China is well known for its sporting prowess, and now, despite a distinct lack of interest in surfing in the country, they have set their sights crafting a team of surfers that will qualify for the 2024 Olympics.
As the first step towards this ambitious goal, they’ve roped in Aussie Peter Townend to train up a team and, for the first time ever, take them to the ISA World Games this year.
Whilst the government have been pushing the island of Hainan as an international surf destination for the past couple of years, surfing is still very much in its infancy in the country, with Surfer Mag reporting back in 2012 that there were only ‘a few dozen’ native surfers amongst the entire population of 1.3 billion people.
Whilst this number has been gradually rising, especially since the country has hosted various WSL and ISA surf events, the ability level is still understandably quite low, with no Chinese surfer managing to make it past the third round in these comps.
“China is still in its first generation of surfers.” Explains Peter Townend. “The next World Games will be getting our feet wet. We’ll see how big the gap is and how much work is going to have to get done and get them in a position where they can qualify for the 2024 Olympics.”

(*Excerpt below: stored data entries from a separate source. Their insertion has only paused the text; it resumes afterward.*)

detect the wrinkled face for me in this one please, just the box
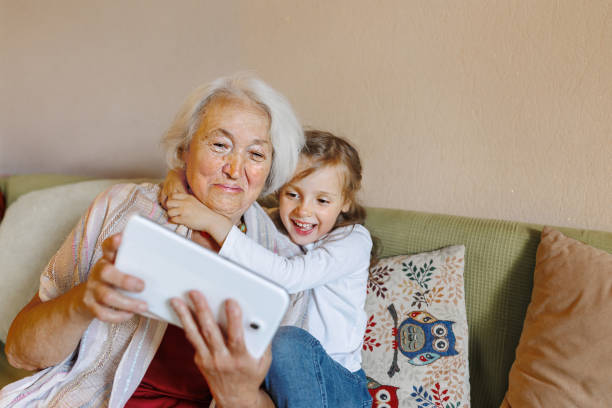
[279,160,350,246]
[183,98,272,224]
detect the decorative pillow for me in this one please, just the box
[501,227,612,407]
[362,245,470,408]
[0,179,120,342]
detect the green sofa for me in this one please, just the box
[1,174,611,407]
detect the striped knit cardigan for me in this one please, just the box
[0,183,307,408]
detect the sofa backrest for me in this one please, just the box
[2,175,611,407]
[0,174,96,207]
[364,207,612,407]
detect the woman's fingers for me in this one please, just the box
[91,278,147,313]
[171,292,238,360]
[189,291,228,355]
[96,258,145,293]
[88,301,136,323]
[101,233,122,263]
[170,293,271,406]
[171,297,211,359]
[258,345,273,375]
[80,278,143,323]
[81,240,147,323]
[99,234,145,293]
[224,299,247,354]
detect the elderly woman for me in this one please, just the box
[1,75,307,407]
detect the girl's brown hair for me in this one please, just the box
[281,129,380,267]
[291,129,367,228]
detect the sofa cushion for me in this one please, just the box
[0,179,121,342]
[362,245,470,407]
[501,227,612,407]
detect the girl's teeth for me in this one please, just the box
[294,221,314,230]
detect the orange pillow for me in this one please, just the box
[502,227,612,407]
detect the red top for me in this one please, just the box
[125,325,213,407]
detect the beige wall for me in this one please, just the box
[1,0,243,177]
[1,1,611,231]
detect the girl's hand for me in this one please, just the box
[77,234,148,323]
[166,193,212,231]
[166,194,233,245]
[171,292,273,408]
[159,168,188,209]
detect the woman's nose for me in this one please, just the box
[222,153,244,179]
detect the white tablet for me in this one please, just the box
[114,214,289,358]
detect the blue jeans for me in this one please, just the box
[264,326,372,408]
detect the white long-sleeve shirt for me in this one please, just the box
[219,223,372,372]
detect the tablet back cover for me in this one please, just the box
[115,214,289,358]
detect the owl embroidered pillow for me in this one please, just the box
[362,245,470,408]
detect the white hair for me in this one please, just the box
[160,74,304,195]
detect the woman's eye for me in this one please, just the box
[211,142,228,152]
[285,191,298,199]
[249,151,266,161]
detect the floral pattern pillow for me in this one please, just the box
[362,245,470,408]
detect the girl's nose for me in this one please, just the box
[295,202,312,217]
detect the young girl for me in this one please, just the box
[163,130,373,407]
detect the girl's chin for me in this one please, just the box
[290,228,318,245]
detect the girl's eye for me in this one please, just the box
[317,198,330,205]
[285,191,299,199]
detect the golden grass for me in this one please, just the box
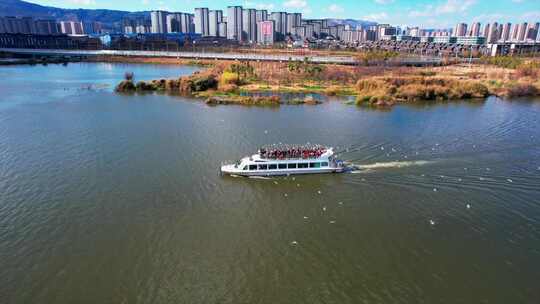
[114,58,540,106]
[355,76,491,106]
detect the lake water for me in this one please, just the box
[1,63,539,303]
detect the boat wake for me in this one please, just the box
[347,160,434,172]
[248,176,273,180]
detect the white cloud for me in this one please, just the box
[408,5,434,18]
[408,0,476,18]
[328,4,344,14]
[156,0,169,11]
[282,0,312,15]
[471,13,505,22]
[283,0,308,9]
[244,1,275,10]
[363,12,389,21]
[436,0,476,14]
[522,11,540,19]
[67,0,96,5]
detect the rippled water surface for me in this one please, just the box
[1,63,540,303]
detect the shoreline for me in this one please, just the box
[86,55,217,67]
[111,55,540,107]
[2,54,530,107]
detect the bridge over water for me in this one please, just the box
[0,48,446,66]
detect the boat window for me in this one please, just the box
[278,164,287,169]
[321,162,329,167]
[258,164,268,170]
[298,163,309,169]
[310,162,321,168]
[288,163,297,169]
[269,164,277,170]
[242,166,248,171]
[249,165,257,170]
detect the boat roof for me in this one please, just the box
[247,147,334,162]
[260,143,326,151]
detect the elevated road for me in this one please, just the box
[0,48,448,66]
[0,48,357,65]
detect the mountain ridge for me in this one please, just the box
[0,0,377,28]
[0,0,147,26]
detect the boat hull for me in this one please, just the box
[221,165,345,176]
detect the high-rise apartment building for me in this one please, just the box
[257,20,275,45]
[59,21,84,35]
[286,13,302,35]
[21,17,37,34]
[194,8,210,36]
[35,19,60,35]
[303,20,323,37]
[486,22,499,43]
[227,6,243,41]
[0,16,38,34]
[378,24,396,40]
[182,13,194,33]
[511,23,519,41]
[165,13,193,33]
[151,10,168,33]
[83,21,101,34]
[453,23,467,36]
[135,19,152,34]
[469,22,481,36]
[270,12,287,41]
[408,27,420,37]
[166,14,179,33]
[209,10,223,37]
[242,8,257,43]
[256,10,268,23]
[218,22,227,38]
[517,22,528,41]
[304,23,314,38]
[500,23,511,42]
[526,22,539,41]
[482,23,490,38]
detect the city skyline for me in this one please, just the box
[23,0,540,28]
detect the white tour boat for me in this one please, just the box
[221,144,345,176]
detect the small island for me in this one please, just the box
[115,53,540,107]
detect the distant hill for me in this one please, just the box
[0,0,377,29]
[0,0,147,27]
[328,19,377,28]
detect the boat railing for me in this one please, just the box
[259,155,327,161]
[259,147,328,160]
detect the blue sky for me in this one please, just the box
[28,0,540,28]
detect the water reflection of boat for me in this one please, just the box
[221,144,345,177]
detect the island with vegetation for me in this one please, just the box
[115,52,540,107]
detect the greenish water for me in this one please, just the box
[1,63,539,304]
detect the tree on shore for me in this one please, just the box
[124,72,134,82]
[227,61,255,84]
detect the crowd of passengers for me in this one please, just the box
[259,147,327,159]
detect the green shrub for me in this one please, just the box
[115,80,136,92]
[505,83,540,98]
[419,70,436,77]
[480,56,523,69]
[220,71,240,85]
[190,75,218,92]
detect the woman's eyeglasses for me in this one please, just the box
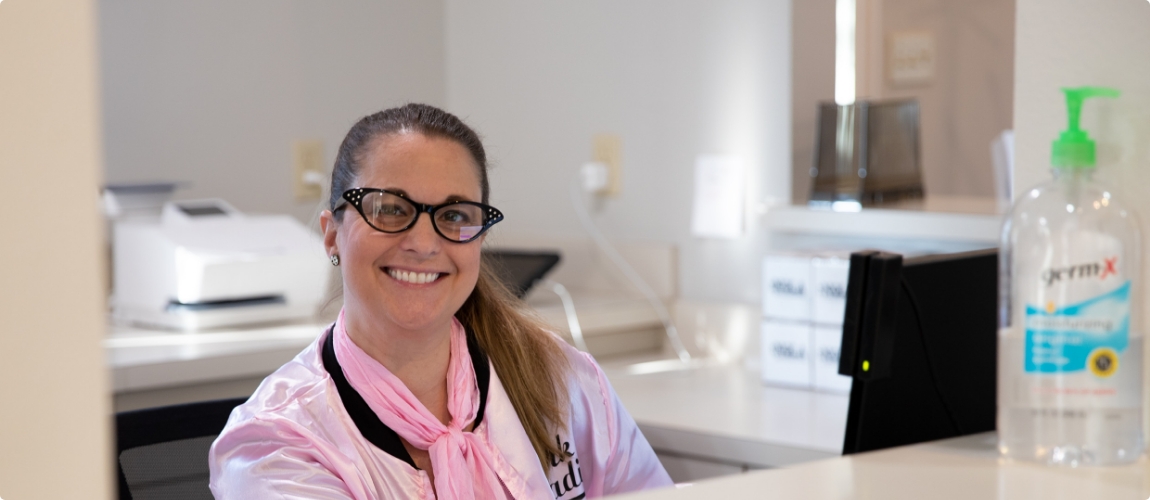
[334,188,503,243]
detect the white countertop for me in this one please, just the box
[601,361,847,468]
[106,321,848,468]
[104,288,661,393]
[106,321,324,392]
[104,283,673,390]
[765,197,1005,244]
[611,432,1150,499]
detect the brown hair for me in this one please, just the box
[330,103,570,468]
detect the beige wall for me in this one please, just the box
[791,0,836,204]
[99,0,446,227]
[1014,0,1150,437]
[792,0,1014,202]
[0,0,112,498]
[873,0,1015,198]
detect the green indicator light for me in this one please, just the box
[862,360,870,372]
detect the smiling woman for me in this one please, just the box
[208,104,673,499]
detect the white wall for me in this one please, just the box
[1014,0,1150,436]
[100,1,793,303]
[445,0,792,303]
[1014,0,1150,200]
[99,0,446,225]
[1014,0,1150,312]
[0,0,111,498]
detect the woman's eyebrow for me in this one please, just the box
[382,188,475,204]
[443,194,477,203]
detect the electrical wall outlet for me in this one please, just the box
[592,134,622,196]
[887,31,935,86]
[293,139,325,202]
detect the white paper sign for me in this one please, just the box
[690,155,744,239]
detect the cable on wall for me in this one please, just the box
[569,169,691,363]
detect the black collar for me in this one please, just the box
[320,325,491,470]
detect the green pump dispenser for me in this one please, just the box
[1051,86,1120,168]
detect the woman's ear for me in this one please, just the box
[320,210,339,257]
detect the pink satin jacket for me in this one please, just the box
[208,327,673,499]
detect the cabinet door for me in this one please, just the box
[656,452,748,483]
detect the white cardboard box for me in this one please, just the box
[761,319,812,388]
[811,256,850,325]
[762,254,812,322]
[812,324,853,393]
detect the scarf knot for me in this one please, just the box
[334,310,508,500]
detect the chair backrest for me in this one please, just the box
[115,397,248,500]
[481,249,561,298]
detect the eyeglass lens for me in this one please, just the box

“Most of the surfers in China don’t start surfing until they are 20,” he said. “The kids who are there in the Chinese surfing culture, they are all old.
“When they were growing up, you didn’t go to the beach unless you were a dropout or a loser — you went to school.

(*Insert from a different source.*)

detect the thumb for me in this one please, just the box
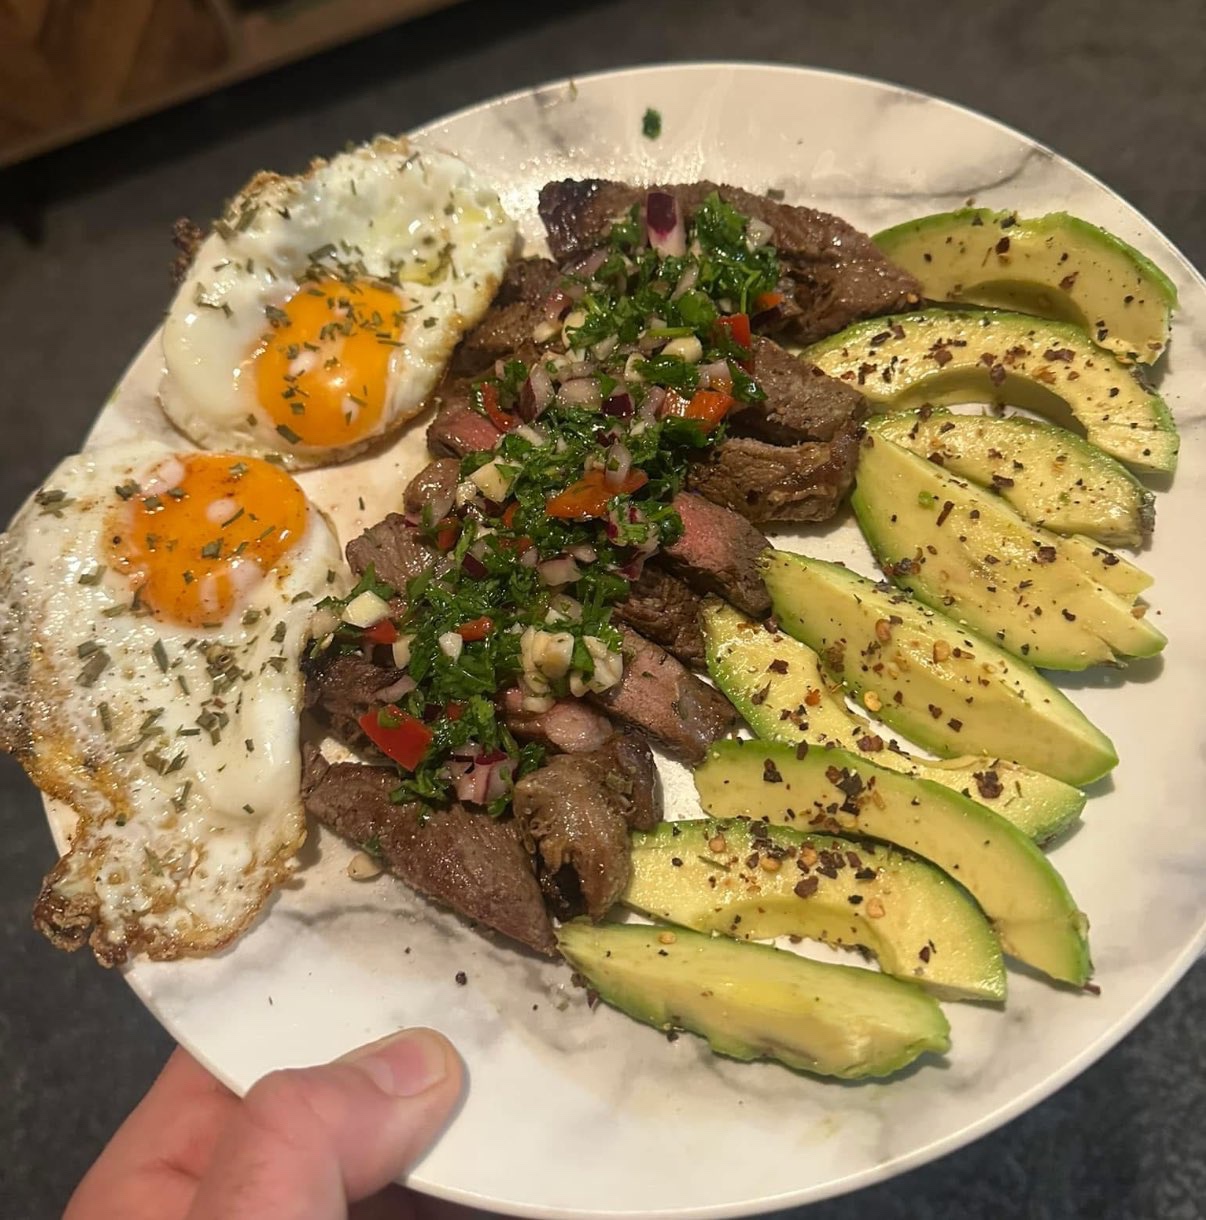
[186,1027,462,1220]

“The next stage will be the government saying ‘start them now’ when they are young, like they do in Australia and the US.”
The Chinese people, especially the women, don’t want to get tan; a tan denotes that one works outside
Whilst the government understands it will take time to get their competitors up to an international standard, it has got a very impressive track record when it comes to training up its Olympic athletes.
“They know the formula. It’s a case of applying it to surfing culture. That will be the next step.
“Sooner or later they will be in contention. They’ve proven themselves through snowboarding — that took them eight years, to medal in snowboarding.”
However, whether it is possible to emulate this formula in surfing, particularly without a wave pool, remains to be seen. It seems to us that because of the uncertainty of the playing field, no amount of training, no matter how strict, can replace good old fashioned time in the drink.
Accordingly an explosion in the popularity of the sport at a grass roots level would be a more likely prerequisite to China emerging as a real force on the competitive scene and apparently such a boom could not be too far off:
“I definitely foresee a thriving surf culture in Hainan and the rest of China,” says American ex-pat and Hainan surf school owner Brendan Sheridan. “Modern China loves cool western imports, and you can’t get much cooler than surfing.”
However, there are still cultural obstacles standing in the way of a meteoric rise. “The Chinese people, especially the women, don’t want to get tan; a tan denotes that one works outside, which means they are a peasant. Many Chinese forgo outdoor activities in order to avoid making their skin darker. The other large cultural barrier is that China is not a very swim-savvy place. Even people who grow up on the coast rarely know how to swim well. People here are very apprehensive about getting into the ocean.” Sheridan elaborates.
“There are about 400 million people who live on the Chinese east coast — and there’s waves,” says PT, echoing Sheridan’s assertion that the potential is very much there.
For now, China seems a long way off establishing itself as a dominant force in competitive surfing, however by bringing in PT and setting their sights on 2024, the wheels are in motion. Who knows, we may look back at this point in their evolution and single it out as the beginning of what could became an era of total competitive dominance for the Chinese.